Number of TPT pins vs the number of users

In line with previous studies [2, 13], we discovered that the predominant source of educational resources among teachers is TeachersPayTeachers.com ( hereafter referred to as TPT). There are several reasons behind this. First, TPT is the largest marketplace of educational resources offering millions of high-quality PK-12 educational resources. Second, image-oriented characteristics of TPT resources and image-based nature of Pinterest perfectly match these two platforms. Finally, quite often content producers in TPT are teachers/educators who join Pinterest and advertise/share their resources [2]. We also discovered that TPT is the dominant source of resources shared by our surveyed teachers comprising around 50% of the top 5 pin domains. Hence, we hypothesize that the existence of TPT pins in an account is a strong indication that the account belongs to a teacher/educator.

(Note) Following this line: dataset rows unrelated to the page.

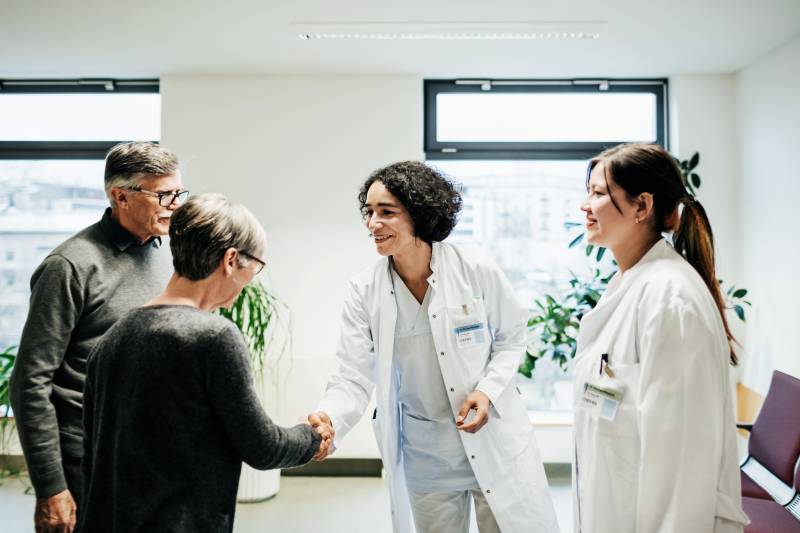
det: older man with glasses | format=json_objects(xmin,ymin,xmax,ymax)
[{"xmin": 11, "ymin": 142, "xmax": 188, "ymax": 533}]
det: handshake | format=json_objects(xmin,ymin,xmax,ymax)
[{"xmin": 307, "ymin": 411, "xmax": 336, "ymax": 461}]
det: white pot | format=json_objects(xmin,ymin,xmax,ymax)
[{"xmin": 236, "ymin": 464, "xmax": 281, "ymax": 503}]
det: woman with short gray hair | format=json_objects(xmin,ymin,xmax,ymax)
[{"xmin": 78, "ymin": 194, "xmax": 330, "ymax": 532}]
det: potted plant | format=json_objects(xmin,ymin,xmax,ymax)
[
  {"xmin": 519, "ymin": 152, "xmax": 751, "ymax": 378},
  {"xmin": 218, "ymin": 280, "xmax": 290, "ymax": 503}
]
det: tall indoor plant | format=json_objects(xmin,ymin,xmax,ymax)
[{"xmin": 519, "ymin": 152, "xmax": 751, "ymax": 377}]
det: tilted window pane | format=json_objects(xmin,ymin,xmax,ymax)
[
  {"xmin": 0, "ymin": 161, "xmax": 109, "ymax": 350},
  {"xmin": 436, "ymin": 93, "xmax": 657, "ymax": 142},
  {"xmin": 0, "ymin": 93, "xmax": 161, "ymax": 141}
]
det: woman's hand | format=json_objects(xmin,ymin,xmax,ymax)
[
  {"xmin": 308, "ymin": 411, "xmax": 336, "ymax": 461},
  {"xmin": 456, "ymin": 390, "xmax": 491, "ymax": 433}
]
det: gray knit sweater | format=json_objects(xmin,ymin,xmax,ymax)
[
  {"xmin": 11, "ymin": 209, "xmax": 172, "ymax": 498},
  {"xmin": 78, "ymin": 305, "xmax": 320, "ymax": 533}
]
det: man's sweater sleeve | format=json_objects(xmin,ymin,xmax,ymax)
[
  {"xmin": 205, "ymin": 324, "xmax": 321, "ymax": 470},
  {"xmin": 10, "ymin": 255, "xmax": 83, "ymax": 498}
]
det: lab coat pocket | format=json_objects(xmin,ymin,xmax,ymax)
[
  {"xmin": 596, "ymin": 363, "xmax": 639, "ymax": 438},
  {"xmin": 447, "ymin": 299, "xmax": 492, "ymax": 370}
]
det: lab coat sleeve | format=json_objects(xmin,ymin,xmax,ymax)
[
  {"xmin": 636, "ymin": 296, "xmax": 727, "ymax": 533},
  {"xmin": 318, "ymin": 281, "xmax": 375, "ymax": 442},
  {"xmin": 476, "ymin": 258, "xmax": 528, "ymax": 416}
]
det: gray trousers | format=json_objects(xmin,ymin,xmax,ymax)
[{"xmin": 408, "ymin": 490, "xmax": 500, "ymax": 533}]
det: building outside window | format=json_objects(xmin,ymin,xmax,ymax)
[
  {"xmin": 0, "ymin": 80, "xmax": 161, "ymax": 350},
  {"xmin": 425, "ymin": 80, "xmax": 667, "ymax": 414}
]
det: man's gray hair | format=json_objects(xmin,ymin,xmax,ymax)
[
  {"xmin": 105, "ymin": 141, "xmax": 179, "ymax": 207},
  {"xmin": 169, "ymin": 194, "xmax": 267, "ymax": 281}
]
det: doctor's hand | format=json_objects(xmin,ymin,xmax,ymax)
[
  {"xmin": 456, "ymin": 390, "xmax": 491, "ymax": 433},
  {"xmin": 33, "ymin": 490, "xmax": 75, "ymax": 533},
  {"xmin": 308, "ymin": 411, "xmax": 336, "ymax": 461}
]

With the above discussion in mind, for all 88,649 other users in our dataset, we process their pins and if for a user the number of his/her TPT pins is more than a threshold K, we mark that user as a teacher. Figure 2 shows the number of users whose K pins’ domain is TPT where K changes from 1 to 200. We set K to 100 through which we can mark more than 12,000 users as likely teachers which is almost 23 times larger than the number of surveyed teachers. Note that not necessarily all those marked users are school teachers since they can be other types of educators such as educational organizations, home teachers, parents, and so on. However, as long as their footprint on Pinterest is concerned, they are similar to our surveyed teachers and we keep referring them as teachers.

Fig. 3.
figure 3

Evaluating the automated teacher identification

Evaluation. The evaluation process of our automated teacher identification is demonstrated in Fig. 3. First, we use the entire constructed network of Pinterest users (89,190 nodes and 4,379,592 links), and extract some features for nodes in an unsupervised manner. Feature extraction from a network is an effective approach and used in different applications [5, 9, 10, 18]. In this paper, we adopt the method proposed by Tang et al. [15] known as LINE (Large-scale information network embedding). The size of the representation for each node is 64. Second, on top of learned node representations, we carry out two classifications using Random Forest as the classifier. Both classifiers are tested against 100 surveyed teachers and 100 non-teachers. The first classifier is trained on the rest of 441 surveyed teachers and 441 identified non-teachers. The second classifier is trained on 5500 teachers and 5500 non-teachers (identified using our heuristic). For non-teacher samples, we include those having no TPT pin and no educational pin where being educational is marked by the Pinterest internal pin labeling system. The accuracy of the first classifier is just 58% while the second one achieves 76%. Hence, we can conclude that our heuristic for automated teacher identification is reliable as it significantly improves the performance of the teacher classification problem.

In the future, we plan to compare the two datasets, i.e., surveyed teachers and the augmented version, from the perspective of structural properties of the two networks as well as behavioral attributes of teachers. Further, we intend to make sense of the diffusion of information among teachers and characterize resources through their diffusion.